İşsizlikteki tırmanıştan bahseden Erdoğan “istihdam seferberliği” yalanlarını da örtbas etti. “Son dönemdeki dalgalanmalarla birlikte işsizlik oranının bir miktar yükseldiğinin farkındayız” diyen Erdoğan işsizliği tek hanelere düşürecekleri vaadiyle aldatmacalarını sürdürdü.
IMF demagojisine devam
Krize çözüm adına IMF politikalarıyla işçi sınıfına ve emekçilere yeni bir sosyal yıkım dayatmaya hazırlanan AKP şefi, konuşmasında “IMF karşıtı” pozlarına da devam etti. Kendi damadı IMF toplantılarında boy gösteren, YEP adlı yıkım paketiyle de bizzat bu IMF direktiflerini uygulamayı hedefleyen Erdoğan, “Şimdi bize IMF’yi tavsiye edenler var. O kapı kapanmıştır. Bizim için IMF diye bir şey artık söz konusu değildir” ifadelerini kullandı.

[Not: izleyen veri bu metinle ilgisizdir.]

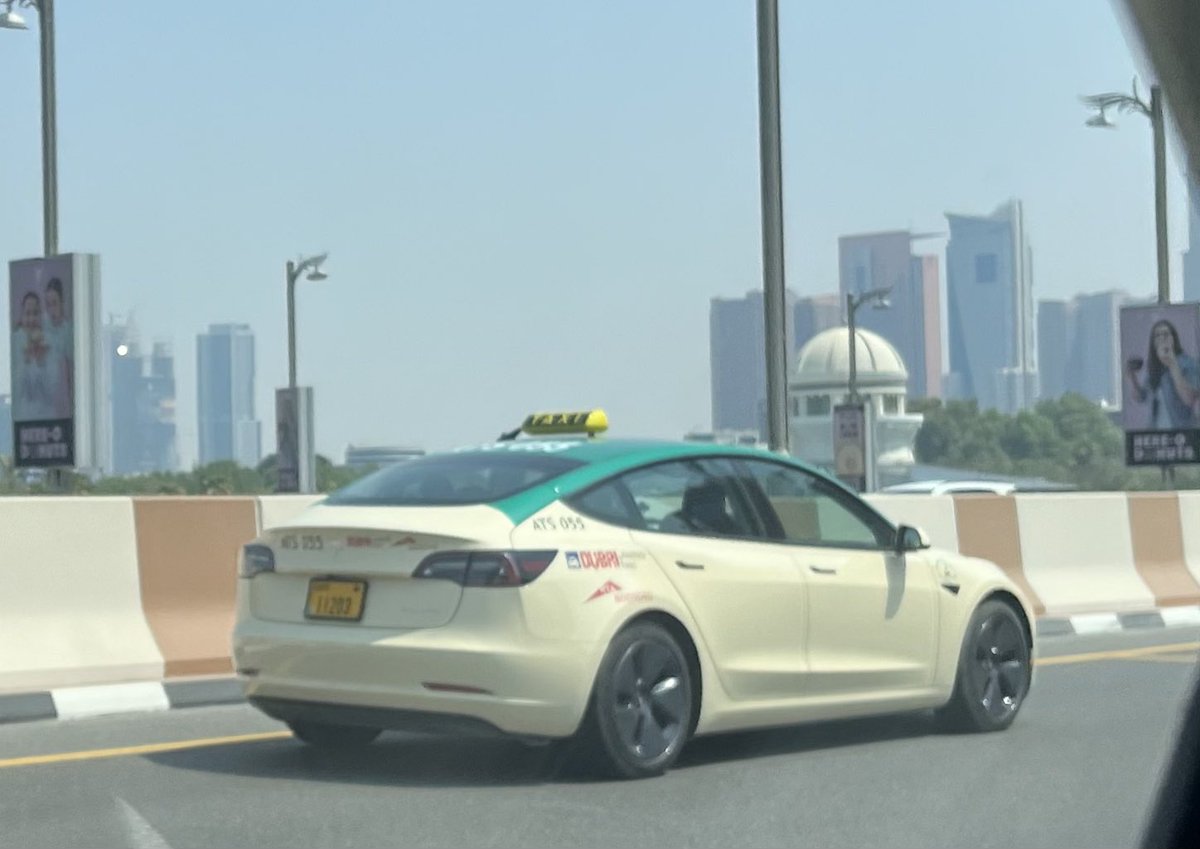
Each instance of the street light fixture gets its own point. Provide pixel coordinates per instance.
(1152, 110)
(309, 268)
(876, 297)
(11, 20)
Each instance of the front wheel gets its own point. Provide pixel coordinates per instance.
(994, 672)
(642, 705)
(324, 735)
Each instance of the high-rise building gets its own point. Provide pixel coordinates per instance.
(989, 283)
(1093, 369)
(5, 425)
(1079, 345)
(738, 359)
(813, 315)
(225, 365)
(1056, 327)
(1192, 256)
(912, 321)
(141, 402)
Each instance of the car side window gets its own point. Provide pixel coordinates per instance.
(811, 511)
(701, 498)
(610, 503)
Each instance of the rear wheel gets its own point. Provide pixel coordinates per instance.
(642, 705)
(994, 672)
(324, 735)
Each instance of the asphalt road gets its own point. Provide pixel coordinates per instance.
(1078, 769)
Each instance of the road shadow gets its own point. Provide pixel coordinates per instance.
(417, 760)
(808, 738)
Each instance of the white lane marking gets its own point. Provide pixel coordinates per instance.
(1180, 615)
(142, 835)
(1096, 622)
(72, 703)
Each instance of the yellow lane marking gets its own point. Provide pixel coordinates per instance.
(148, 748)
(1170, 658)
(1120, 654)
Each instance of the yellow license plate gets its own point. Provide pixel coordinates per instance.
(335, 600)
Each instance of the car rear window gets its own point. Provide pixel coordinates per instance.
(475, 477)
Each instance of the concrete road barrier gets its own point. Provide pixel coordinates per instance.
(72, 612)
(117, 590)
(187, 551)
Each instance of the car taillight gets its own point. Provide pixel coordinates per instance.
(485, 568)
(255, 560)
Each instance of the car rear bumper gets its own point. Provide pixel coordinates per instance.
(423, 722)
(471, 682)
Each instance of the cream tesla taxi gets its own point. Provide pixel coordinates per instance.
(623, 595)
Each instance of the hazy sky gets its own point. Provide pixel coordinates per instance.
(529, 204)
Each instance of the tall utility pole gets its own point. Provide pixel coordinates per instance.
(1153, 112)
(12, 20)
(772, 164)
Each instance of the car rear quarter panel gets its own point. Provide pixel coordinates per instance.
(977, 580)
(599, 583)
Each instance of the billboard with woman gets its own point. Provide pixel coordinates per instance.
(57, 387)
(1161, 383)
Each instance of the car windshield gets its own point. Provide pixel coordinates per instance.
(444, 480)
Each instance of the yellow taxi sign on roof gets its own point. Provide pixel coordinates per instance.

“Tek adam rejimi” ifadesi üzerinden CHP’yi hedef alan Erdoğan, AKP-CHP kutuplaşmasını körüklemeye devam etti. Sermayenin demir yumruğu Erdoğan, “rejimin aksayan yönleriyle ilgili reform” söylemiyle bu yöndeki tepkileri de yumuşatmaya çalıştı.
Krizin bedelini “siyasetçiler ödüyor”muş
Erdoğan’ın konuşmasında bir diğer konu başlığı da Merkez Bankası’na yaptığı atama oldu. Kendi faiz teorisinde ısrarını sürdüren Erdoğan, Merkez Bankası faizleri düşürmediği için kriz olduğu ve bedel ödendiği iddiasında bulundu. Krizin bedelini siyasetçilerin ödediğini iddia eden Erdoğan “Banka başındaki bedel ödemeliydi, ödettik” yönünde şöyle konuştu:
“Merkez Bankası’nda yaptığımız görev değişikliği nedeniyle özellikle birilerinin yaklaşım tarzını kabul etmemiz mümkün değil. Bedelini kim ödeyecek, siyasetçi ödeyecek. Mutluluğunu banka başındaki yaşayacak. Yok böyle bir şey. Davul birisinde, tokmak birisinde… Verilen karara uyacaksın. Yeni yönetim sisteminde başkan bu konulara müdahale yetkisini almıştır. ‘Faiz’ denilen, her türlü kötülüğün anası olan, hele hele para politikalarında bu konuyla ilgili verilen talimatlara uymayan bu arkadaşımızın bir değişikliğe tabi tutulmasının gerektiğine inandık. Faiz enflasyonun anasıdır. Orada tıkanıklık vardı. Bedelini tüm ülke birlikte ödüyoruz. Bu nedenle istişare yaptık ve kararımızı uyguladık. Faizi tek haneli rakamlara indirmek zorundayız. Bundan sonra Merkez Bankası ekonomi programımıza çok daha güçlü destek verecektir.”